After developing this signature style, Miró began to add poetry to his works. He used written words as important elements in his paintings. Joan Miró tried to create poetry by means of painting and used a vocabulary with signs and symbols to express his themes and feelings. Miró never signed his work by writing his name. His name was always part of the work of art.

In the 1930s the artist became internationally recognized and his work was even being exhibited in the United States. He settled in Palma de Majorca in 1940 and started to experiment with different media and started to work with ceramics, tapestries, woodcuts and murals.

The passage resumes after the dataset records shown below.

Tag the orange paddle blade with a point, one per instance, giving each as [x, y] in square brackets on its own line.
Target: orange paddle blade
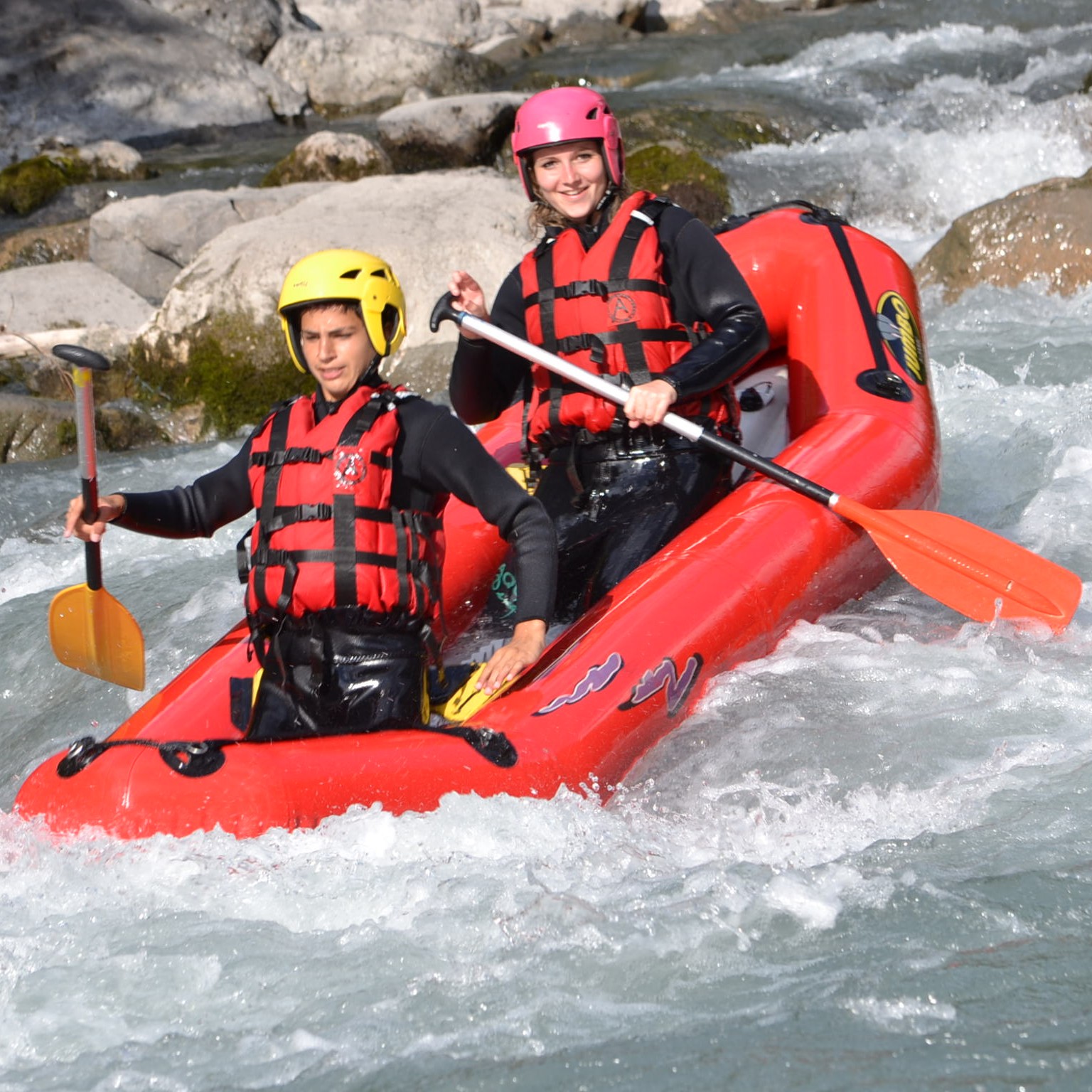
[968, 568]
[93, 633]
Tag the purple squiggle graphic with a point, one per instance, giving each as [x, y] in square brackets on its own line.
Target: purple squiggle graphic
[596, 678]
[666, 676]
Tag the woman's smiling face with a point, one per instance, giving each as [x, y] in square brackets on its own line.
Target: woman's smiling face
[572, 178]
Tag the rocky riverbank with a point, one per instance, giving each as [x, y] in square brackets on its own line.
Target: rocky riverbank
[402, 115]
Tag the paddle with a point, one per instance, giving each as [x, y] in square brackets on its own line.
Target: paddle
[965, 567]
[89, 629]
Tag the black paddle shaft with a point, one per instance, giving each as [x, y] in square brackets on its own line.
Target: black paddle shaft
[603, 387]
[87, 360]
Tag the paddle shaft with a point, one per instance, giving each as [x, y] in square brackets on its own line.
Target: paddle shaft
[597, 385]
[89, 483]
[85, 363]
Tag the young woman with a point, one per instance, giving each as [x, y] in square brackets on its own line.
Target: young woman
[623, 284]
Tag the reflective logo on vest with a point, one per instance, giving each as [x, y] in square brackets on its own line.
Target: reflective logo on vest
[623, 308]
[348, 469]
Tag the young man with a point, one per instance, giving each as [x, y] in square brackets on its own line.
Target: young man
[348, 484]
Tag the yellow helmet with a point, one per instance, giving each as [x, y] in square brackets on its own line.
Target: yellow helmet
[350, 277]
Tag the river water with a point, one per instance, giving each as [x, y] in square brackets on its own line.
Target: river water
[864, 864]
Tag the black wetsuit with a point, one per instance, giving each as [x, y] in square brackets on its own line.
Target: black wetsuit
[616, 498]
[348, 670]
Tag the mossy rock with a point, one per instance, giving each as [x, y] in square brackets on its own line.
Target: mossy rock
[685, 177]
[28, 186]
[235, 368]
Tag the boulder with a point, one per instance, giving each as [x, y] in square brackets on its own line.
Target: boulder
[346, 73]
[1040, 232]
[146, 242]
[112, 160]
[122, 69]
[330, 157]
[248, 26]
[63, 295]
[454, 132]
[45, 428]
[442, 22]
[425, 225]
[34, 428]
[40, 246]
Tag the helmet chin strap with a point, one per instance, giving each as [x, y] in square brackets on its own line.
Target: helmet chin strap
[609, 196]
[372, 377]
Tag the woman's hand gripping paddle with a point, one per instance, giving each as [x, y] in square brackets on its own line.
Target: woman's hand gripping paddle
[89, 629]
[965, 567]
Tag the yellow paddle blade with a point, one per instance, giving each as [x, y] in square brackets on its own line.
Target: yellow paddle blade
[464, 701]
[94, 633]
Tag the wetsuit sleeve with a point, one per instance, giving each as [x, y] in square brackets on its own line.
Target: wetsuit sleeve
[444, 456]
[485, 378]
[196, 510]
[706, 287]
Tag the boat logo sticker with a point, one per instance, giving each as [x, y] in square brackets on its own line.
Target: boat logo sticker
[666, 676]
[597, 678]
[899, 329]
[348, 469]
[623, 308]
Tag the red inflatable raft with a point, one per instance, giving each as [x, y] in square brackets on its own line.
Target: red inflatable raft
[845, 383]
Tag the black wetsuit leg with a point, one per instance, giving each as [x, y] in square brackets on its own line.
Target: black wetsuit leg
[633, 503]
[321, 680]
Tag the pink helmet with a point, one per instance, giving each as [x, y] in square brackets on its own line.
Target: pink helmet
[562, 115]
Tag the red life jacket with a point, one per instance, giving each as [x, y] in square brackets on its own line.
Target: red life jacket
[327, 534]
[609, 310]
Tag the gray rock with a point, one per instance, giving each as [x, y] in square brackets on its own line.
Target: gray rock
[33, 428]
[442, 22]
[1042, 232]
[330, 156]
[248, 26]
[454, 132]
[148, 242]
[425, 225]
[350, 73]
[65, 295]
[122, 69]
[110, 159]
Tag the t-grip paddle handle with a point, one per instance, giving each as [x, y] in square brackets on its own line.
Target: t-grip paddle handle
[85, 362]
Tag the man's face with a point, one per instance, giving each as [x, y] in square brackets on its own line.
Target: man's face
[336, 348]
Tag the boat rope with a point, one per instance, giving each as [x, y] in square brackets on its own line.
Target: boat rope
[198, 758]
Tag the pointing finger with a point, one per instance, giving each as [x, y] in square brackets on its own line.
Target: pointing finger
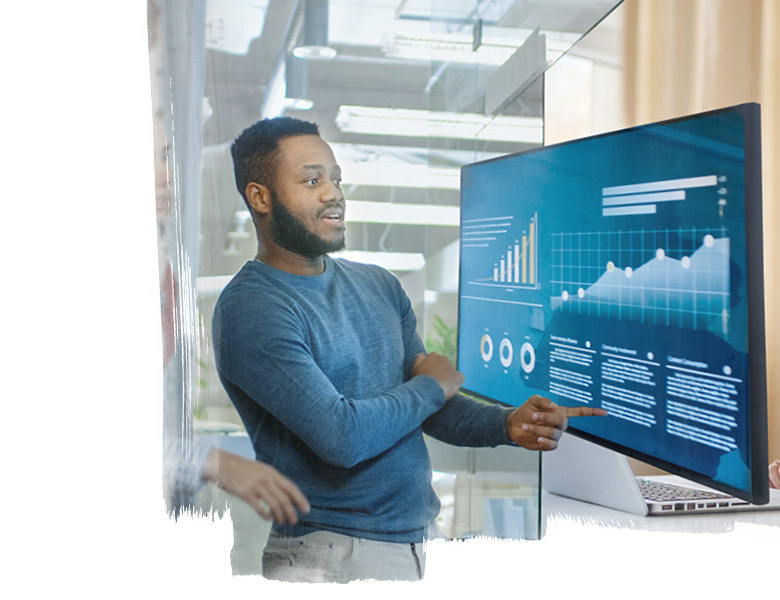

Joan Miró was a modest and hard working man. It was only after getting popular in the USA that his financial situation started to change and could live like the bourgeois that he wanted to be.

Among Miró's most famous monumental works are the two ceramic walls (1957-1959), Night and Day, for the UNESCO building in Paris. He won multiple awards in his lifetime; the Venice Biennale print making prize (1958), the Guggenheim International Award (1959), the Gold Medal of Fine Arts from King Juan Carlos of Spain (1980). He also received the Miro Memorial Award after his death.

In the last years of his life Miró explored the possibilities of gas sculpture and four-dimensional painting. Joan Miró died bedridden and suffering from heart disease on 25 December1983 in his home in Palma, Majorca. He is buried nearby the Fundació Joan Miró in Barcelona where many of his work is exhibited today. Some of Miró’s etchings and lithographs were published in large print editions and is nowadays even available on a limited budget.